Many California employees find themselves stuck in an unflattering work environment. While we all notate the expression of negative feelings from time to time, it can be difficult to determine just what is considered hostile and what’s not. Before you take legal action, it’s a good idea to learn more about what constitutes as ‘hostile’.
What is a hostile work environment?
In legal terms, a hostile work environment is one where you’re unable to do your job due to another person’s actions, behavior or communication. This other person may be your coworker or your boss. Their behavior or actions must alter your working conditions, terms or reasonable expectations for a comfortable environment to work in.
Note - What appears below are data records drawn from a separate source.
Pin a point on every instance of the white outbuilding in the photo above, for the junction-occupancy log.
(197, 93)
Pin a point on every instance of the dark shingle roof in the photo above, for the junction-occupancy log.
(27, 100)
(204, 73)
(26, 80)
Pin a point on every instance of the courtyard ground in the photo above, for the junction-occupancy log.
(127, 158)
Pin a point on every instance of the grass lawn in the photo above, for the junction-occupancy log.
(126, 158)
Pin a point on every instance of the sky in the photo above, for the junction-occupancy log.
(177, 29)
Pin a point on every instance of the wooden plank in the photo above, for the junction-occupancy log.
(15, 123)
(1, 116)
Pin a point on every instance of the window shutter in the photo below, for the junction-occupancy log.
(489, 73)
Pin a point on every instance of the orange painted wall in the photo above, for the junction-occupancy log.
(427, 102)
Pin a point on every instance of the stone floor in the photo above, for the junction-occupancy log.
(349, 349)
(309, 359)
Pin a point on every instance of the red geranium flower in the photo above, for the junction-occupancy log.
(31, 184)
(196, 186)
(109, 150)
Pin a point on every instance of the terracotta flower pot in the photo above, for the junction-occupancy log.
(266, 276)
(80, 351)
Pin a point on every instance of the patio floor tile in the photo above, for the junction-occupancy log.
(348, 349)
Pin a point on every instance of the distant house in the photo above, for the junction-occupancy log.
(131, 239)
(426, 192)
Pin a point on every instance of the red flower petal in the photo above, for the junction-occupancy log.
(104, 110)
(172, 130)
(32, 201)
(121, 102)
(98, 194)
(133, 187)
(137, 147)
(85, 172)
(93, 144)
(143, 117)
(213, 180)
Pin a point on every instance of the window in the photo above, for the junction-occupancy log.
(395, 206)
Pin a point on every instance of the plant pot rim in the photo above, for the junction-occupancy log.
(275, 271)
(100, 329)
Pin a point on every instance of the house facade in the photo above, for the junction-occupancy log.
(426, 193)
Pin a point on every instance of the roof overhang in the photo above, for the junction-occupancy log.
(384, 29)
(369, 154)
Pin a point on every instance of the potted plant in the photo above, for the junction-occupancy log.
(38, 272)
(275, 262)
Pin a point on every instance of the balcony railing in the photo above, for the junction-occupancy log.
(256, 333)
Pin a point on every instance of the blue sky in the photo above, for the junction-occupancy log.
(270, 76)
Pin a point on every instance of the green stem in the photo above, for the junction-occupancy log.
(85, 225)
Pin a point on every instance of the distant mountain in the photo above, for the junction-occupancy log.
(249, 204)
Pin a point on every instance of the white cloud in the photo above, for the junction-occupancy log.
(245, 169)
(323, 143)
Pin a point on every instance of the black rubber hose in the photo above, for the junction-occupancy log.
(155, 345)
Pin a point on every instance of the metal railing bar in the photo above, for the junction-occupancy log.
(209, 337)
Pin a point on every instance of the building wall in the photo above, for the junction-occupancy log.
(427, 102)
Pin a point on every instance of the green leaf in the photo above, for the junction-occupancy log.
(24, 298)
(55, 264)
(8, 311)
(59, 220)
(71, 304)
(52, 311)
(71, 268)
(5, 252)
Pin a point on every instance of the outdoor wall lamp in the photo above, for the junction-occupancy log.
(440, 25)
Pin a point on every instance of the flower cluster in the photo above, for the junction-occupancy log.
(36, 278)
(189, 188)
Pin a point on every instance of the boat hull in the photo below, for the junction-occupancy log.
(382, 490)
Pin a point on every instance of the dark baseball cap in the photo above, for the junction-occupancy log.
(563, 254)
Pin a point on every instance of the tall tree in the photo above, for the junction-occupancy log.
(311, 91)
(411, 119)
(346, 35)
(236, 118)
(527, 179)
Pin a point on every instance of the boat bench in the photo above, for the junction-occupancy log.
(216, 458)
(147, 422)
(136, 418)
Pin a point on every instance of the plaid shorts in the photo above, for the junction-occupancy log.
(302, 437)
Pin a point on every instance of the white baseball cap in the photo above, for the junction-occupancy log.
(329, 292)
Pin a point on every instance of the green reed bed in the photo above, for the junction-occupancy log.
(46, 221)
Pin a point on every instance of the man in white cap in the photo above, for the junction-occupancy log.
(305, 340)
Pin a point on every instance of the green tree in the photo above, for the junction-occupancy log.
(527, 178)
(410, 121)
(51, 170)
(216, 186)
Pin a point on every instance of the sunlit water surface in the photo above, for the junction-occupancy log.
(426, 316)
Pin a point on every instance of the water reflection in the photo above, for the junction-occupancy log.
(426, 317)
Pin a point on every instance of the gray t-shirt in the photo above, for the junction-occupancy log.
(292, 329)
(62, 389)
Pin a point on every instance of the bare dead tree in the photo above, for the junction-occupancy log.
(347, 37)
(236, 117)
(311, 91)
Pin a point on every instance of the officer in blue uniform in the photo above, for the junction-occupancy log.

To make a claim for a hostile work environment, you must prove that the other person’s actions, communication or behaviors were discriminatory in nature. The Equal Employment Opportunity Commission has jurisdiction over these matters. The workplace discrimination that takes place must be proven by the victim. Discriminating against a person can be verified as making comments about their disability, age, pregnancy, national origin, ancestry, sexual orientation, religion, color, gender or race.
Drawing the line
Some actions that other employees participate in may feel hostile. However, they don’t always classify as creating a hostile work environment under federal law. For example, if your boss chews their gum while leaning over your desk to talk to you, this doesn’t classify as hostile. It can definitely be obnoxious behavior, but there’s no part of this example that is discriminatory. Let’s say the same boss sends nude images they think are funny around the office and tells sexually explicit jokes at the water cooler. In the second scenario, your boss is creating a hostile work environment.
No one likes to work in a situation that makes them feel uncomfortable or annoyed. However, only certain behavior classifies as a hostile work environment. If you have been the victim of these types of actions, it might be advisable to discuss your situation with an attorney.